Epiphany 2, Year A, 2008

A dear friend of mine recently moved to New York City.  She is a gifted actress, recently graduated from UVA, and is working in a legal office by day and acting in a play by night.  Every few months she sends long, gossipy emails about her new life filled with stories of life in a small apartment, working in a big city office, the auditioning process, and of course celebrity sightings.

Recently, she went to see Cyrano de Bergerac, starring Kevin Kline and Jennifer Garner.  After the play, they went around to the back door in order to catch a glimpse of the stars exiting the building.  My friend was at the back of the pack of people, and I’ll quote from her email to tell you what happened next,

We were reconciling ourselves to trying to get pictures of the famous people by waving our camera in the air over our heads (which yielded a surprisingly awesome picture of JG) when a little door immediately behind us opened and a bodyguard-ish type person poked his head out.  We looked around in surprise, as we were the only people who noticed him, and he holds the door open and out sails MATT-freaking-DAMON.  Matt Damon.  Matt Damon saw the show the same night we did.  And of course, OF COURSE we didn’t take his picture/speak to him/tell him we loved him because we were too busy squealing at each other and yanking each other’s arms and squealing some more.  I am way too easily starstruck to be an actor. 

I tell this story, because I think her experience parallels the experience of those who followed Jesus in our Gospel reading today.  People had flocked to be baptized by John. They were fascinated by him, drawn by his message.  While they were excited to see him, they were also expecting to see him.  Seeing Jesus, however, was a huge surprise.  A few of the disciples start following him around, star struck in their own way.  He senses they are behind him, turns around and asks them, “What are you looking for?”

And they become completely flustered.  This was not just a movie star they were following, this was God.  Even if they did not realize that consciously, they sense there is something wonderful about Jesus.  They cannot pull themselves together, and instead ask the Messiah, “Um, uh, where are you staying?”

Jesus next issues the most important invitation these people will ever receive.  He invites them to “Come and see.”

Come and see.  Jesus does not give them a direct answer.  He does not lecture them.  He does not bombard them with theological arguments or grandiose pronouncements about himself.  He simply invites them to come and see for themselves. 

The experience of knowing Jesus can never be fully explained or taught.  In order to know Jesus, one has to encounter him. 

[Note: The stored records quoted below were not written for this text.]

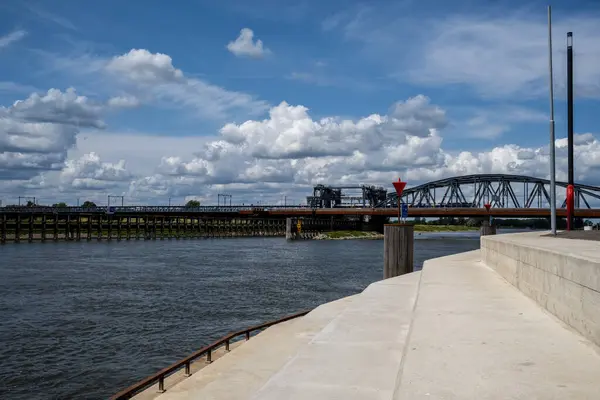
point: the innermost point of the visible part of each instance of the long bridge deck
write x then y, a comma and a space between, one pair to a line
275, 211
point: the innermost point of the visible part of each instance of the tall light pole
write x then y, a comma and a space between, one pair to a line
571, 181
552, 138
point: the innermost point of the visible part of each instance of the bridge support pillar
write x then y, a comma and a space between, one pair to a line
289, 223
487, 229
398, 249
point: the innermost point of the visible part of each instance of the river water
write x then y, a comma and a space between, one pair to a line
84, 320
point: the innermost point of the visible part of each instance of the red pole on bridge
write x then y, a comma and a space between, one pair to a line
399, 186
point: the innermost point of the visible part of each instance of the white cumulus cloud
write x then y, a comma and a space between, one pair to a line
246, 46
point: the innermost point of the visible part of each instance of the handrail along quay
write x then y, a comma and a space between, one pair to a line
160, 376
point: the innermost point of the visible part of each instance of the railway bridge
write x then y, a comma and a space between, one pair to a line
510, 196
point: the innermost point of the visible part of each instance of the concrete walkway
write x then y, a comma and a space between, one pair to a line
456, 330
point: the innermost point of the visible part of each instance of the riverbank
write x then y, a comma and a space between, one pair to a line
348, 235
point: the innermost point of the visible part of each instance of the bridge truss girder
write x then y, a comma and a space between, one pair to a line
497, 190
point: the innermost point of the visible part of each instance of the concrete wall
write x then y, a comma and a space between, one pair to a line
564, 282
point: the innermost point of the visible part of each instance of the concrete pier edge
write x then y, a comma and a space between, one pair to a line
459, 329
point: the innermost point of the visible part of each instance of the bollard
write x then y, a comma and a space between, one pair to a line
398, 249
487, 229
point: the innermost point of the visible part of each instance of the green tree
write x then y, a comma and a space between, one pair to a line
192, 203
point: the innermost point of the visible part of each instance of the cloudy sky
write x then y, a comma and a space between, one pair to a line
264, 99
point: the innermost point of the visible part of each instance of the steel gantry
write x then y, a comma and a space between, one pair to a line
498, 190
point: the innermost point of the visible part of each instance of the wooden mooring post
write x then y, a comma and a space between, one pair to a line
398, 249
487, 229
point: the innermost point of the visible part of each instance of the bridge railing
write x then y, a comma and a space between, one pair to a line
186, 362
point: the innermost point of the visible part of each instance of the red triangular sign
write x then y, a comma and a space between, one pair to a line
399, 186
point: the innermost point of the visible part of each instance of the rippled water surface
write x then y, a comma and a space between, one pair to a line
84, 320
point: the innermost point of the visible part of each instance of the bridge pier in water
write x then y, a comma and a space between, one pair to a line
31, 227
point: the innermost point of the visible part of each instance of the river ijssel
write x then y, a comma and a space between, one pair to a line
84, 320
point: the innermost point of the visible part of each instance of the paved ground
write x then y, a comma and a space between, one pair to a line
581, 235
456, 330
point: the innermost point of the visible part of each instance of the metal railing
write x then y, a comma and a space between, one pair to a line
186, 362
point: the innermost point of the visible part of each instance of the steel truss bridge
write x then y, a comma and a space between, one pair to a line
508, 195
498, 190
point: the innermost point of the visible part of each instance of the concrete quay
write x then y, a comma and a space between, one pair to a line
476, 325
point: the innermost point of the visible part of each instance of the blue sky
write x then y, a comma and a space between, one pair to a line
162, 81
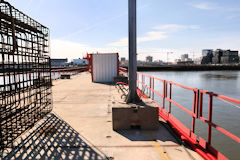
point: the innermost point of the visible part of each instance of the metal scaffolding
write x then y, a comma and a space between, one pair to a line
25, 79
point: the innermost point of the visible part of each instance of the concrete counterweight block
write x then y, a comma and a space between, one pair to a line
65, 76
129, 116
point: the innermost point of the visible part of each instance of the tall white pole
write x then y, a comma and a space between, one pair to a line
132, 64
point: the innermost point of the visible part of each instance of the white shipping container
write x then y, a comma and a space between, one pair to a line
104, 67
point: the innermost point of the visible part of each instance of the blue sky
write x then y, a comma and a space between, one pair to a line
178, 26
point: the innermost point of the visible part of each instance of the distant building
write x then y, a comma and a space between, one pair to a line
149, 59
59, 62
123, 59
80, 62
230, 57
217, 54
207, 55
184, 57
225, 56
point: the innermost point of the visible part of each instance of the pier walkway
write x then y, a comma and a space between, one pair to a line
80, 127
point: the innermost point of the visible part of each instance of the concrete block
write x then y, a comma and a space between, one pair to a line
126, 117
65, 76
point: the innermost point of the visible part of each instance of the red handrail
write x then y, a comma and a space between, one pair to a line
204, 148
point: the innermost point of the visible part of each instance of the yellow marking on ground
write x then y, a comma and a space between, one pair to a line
163, 154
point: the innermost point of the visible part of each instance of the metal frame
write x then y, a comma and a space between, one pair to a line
25, 79
204, 148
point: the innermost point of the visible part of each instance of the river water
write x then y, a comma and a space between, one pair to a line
225, 115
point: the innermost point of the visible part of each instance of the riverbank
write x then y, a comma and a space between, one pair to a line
188, 68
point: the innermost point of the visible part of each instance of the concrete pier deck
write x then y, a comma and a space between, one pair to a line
80, 127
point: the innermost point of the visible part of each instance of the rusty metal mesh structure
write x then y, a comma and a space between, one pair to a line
25, 79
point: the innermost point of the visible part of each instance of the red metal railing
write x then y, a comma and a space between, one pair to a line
204, 148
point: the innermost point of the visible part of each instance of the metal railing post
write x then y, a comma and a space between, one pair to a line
210, 119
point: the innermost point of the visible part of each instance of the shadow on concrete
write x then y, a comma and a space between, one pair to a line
52, 138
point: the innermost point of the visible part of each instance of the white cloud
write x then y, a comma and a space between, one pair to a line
175, 27
159, 33
206, 6
121, 43
73, 50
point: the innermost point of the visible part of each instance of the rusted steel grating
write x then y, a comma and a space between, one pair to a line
25, 79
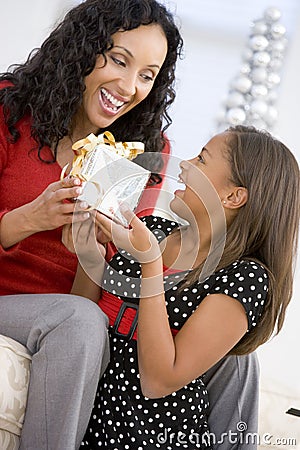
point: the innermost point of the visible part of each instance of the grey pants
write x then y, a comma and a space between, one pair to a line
67, 336
233, 390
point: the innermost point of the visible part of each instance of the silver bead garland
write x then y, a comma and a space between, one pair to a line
253, 92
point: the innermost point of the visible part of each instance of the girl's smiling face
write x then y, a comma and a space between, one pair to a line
207, 179
114, 88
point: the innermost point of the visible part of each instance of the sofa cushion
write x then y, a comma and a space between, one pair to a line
15, 361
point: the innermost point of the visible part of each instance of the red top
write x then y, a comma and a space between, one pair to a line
39, 263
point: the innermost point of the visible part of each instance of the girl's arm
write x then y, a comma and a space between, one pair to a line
166, 364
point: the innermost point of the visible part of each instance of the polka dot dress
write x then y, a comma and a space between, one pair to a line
122, 418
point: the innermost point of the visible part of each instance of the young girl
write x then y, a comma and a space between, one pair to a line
109, 64
240, 198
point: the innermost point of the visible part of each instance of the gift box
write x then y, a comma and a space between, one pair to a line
109, 176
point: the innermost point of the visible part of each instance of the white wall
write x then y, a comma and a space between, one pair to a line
212, 60
214, 39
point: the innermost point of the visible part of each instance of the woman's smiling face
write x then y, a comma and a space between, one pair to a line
114, 88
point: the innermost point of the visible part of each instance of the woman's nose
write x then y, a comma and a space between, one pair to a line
128, 84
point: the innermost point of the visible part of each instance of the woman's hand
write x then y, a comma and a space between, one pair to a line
136, 240
53, 208
56, 207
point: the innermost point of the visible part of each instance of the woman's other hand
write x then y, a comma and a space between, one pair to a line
136, 240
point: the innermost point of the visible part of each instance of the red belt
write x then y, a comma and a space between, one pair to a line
122, 315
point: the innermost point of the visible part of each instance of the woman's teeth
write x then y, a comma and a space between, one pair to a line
114, 104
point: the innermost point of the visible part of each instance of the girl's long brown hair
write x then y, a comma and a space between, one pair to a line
266, 227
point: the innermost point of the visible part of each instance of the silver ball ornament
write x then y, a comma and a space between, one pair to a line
247, 54
272, 14
276, 64
278, 30
236, 116
259, 90
259, 27
245, 69
261, 59
259, 74
259, 42
242, 84
273, 79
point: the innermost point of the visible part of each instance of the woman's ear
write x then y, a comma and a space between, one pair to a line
236, 199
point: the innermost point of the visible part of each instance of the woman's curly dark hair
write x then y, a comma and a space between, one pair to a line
50, 84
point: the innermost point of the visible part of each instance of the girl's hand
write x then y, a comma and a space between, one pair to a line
54, 207
81, 238
136, 240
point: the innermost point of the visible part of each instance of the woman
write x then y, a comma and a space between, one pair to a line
109, 65
218, 285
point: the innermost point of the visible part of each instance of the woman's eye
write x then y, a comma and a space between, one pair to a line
117, 61
147, 77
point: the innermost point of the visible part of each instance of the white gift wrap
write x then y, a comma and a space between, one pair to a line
112, 180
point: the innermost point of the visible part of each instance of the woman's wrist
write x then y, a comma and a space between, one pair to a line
152, 278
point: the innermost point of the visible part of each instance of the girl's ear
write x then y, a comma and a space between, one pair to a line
236, 199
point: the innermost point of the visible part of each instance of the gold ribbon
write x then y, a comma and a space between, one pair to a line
84, 147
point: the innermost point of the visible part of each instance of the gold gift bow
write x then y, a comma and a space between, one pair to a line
84, 147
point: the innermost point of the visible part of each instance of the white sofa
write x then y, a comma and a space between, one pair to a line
277, 430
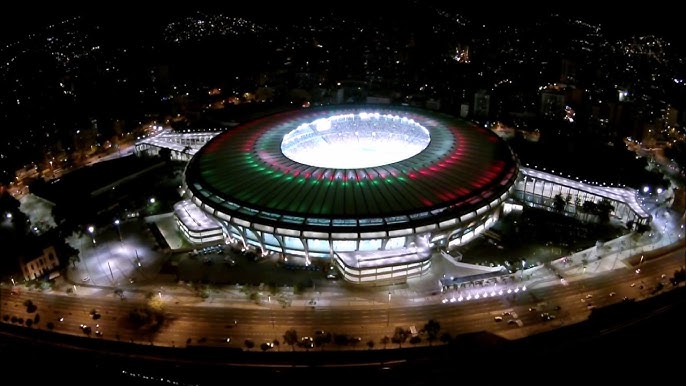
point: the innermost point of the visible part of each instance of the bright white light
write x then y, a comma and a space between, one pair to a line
354, 141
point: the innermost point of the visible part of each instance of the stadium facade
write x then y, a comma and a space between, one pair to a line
374, 189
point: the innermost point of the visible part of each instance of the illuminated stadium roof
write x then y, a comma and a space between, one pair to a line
441, 167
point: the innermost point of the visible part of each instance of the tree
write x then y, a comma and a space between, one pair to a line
290, 337
432, 328
399, 336
446, 337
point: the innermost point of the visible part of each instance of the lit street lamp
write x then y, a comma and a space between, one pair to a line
91, 230
388, 310
116, 222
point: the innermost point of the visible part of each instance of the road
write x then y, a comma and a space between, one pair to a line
210, 324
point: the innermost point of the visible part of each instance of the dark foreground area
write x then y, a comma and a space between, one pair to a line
644, 339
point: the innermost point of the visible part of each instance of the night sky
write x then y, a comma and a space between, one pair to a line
659, 18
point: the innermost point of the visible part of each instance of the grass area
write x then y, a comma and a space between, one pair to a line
536, 236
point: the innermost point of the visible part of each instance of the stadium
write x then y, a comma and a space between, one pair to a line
372, 189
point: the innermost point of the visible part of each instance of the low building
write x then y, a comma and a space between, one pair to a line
45, 264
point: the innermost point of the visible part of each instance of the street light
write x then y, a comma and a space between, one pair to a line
91, 230
116, 222
388, 310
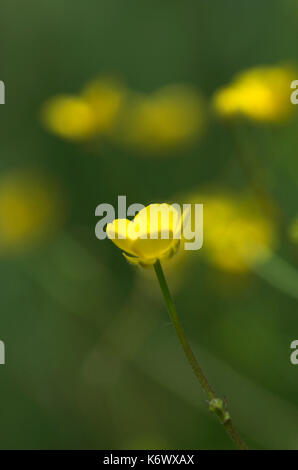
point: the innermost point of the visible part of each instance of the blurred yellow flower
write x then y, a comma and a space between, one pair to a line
106, 97
142, 239
30, 207
238, 233
293, 230
261, 94
82, 116
70, 117
169, 118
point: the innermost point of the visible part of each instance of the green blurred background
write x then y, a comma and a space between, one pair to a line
91, 358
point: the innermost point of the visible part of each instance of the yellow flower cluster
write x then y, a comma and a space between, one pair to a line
30, 207
171, 117
238, 231
260, 94
81, 117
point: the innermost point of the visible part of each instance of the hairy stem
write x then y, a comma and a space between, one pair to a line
216, 405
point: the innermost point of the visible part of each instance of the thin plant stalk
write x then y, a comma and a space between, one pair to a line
216, 405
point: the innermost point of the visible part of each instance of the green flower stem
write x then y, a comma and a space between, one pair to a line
216, 405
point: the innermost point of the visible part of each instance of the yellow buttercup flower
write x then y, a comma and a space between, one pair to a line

This invitation to come and see is repeated an additional three times in the Gospel of John.  Soon, after Jesus offers his invitation, Philip is talking to his friend Nathanel who asks, “Can anything good come out of Nazareth?”  Philip says, “Come and see”. Next, after Jesus engages with the woman at the well, she goes and tells her friends, “Come and see a man who told me everything I have ever done! He cannot be the Messiah, can he?”  Finally, when Jesus has come to visit a grieving Mary and Martha after their brother Lazarus’s death, he asks where the tomb is, and they invite him to come and see.  Ironically, it is they who will really see and understand when Jesus raises his friend Lazarus from the dead.

Can you imagine what it must have been like for these star-struck followers of Jesus to be issued an invitation to come and see?  I can assure you, Matt Damon did not invite my friend to follow him around, and even if she had, I don’t know that she would have gotten much out of it. 

Following Jesus, however, is another matter.  To follow Jesus, to observe Jesus as he went about his daily business, was a chance to observe God.  To follow Jesus, was an opportunity to engage with the God who created all of us, to understand what his love means for us.  To follow Jesus was to learn about how to be fully human.

Thankfully, Jesus’ invitation to come and see is not limited to those encounters recorded in the Gospel of John.  We, too, are invited to come and see.  To come and see what happens when we begin to pray more regularly, or study scripture, or serve the poor.  We’re asked to come and see what Jesus was doing in Biblical days and what Jesus is doing today.

And while it may not feel like it, our annual meeting is another chance for us to come and see what Jesus is doing in our midst.  The administrative part of church life may not feel as uplifting or spiritual as the ritual or fellowship part of the church life, but Jesus works amidst those decisions, too. 

As we choose our leaders for the next year, and engage in conversations about issues relevant to our life together, we have the chance to discern where Jesus is working in this church and in the greater community. 

So, come to the annual meeting and listen very, very carefully.  You may hear Jesus invite you to come and see.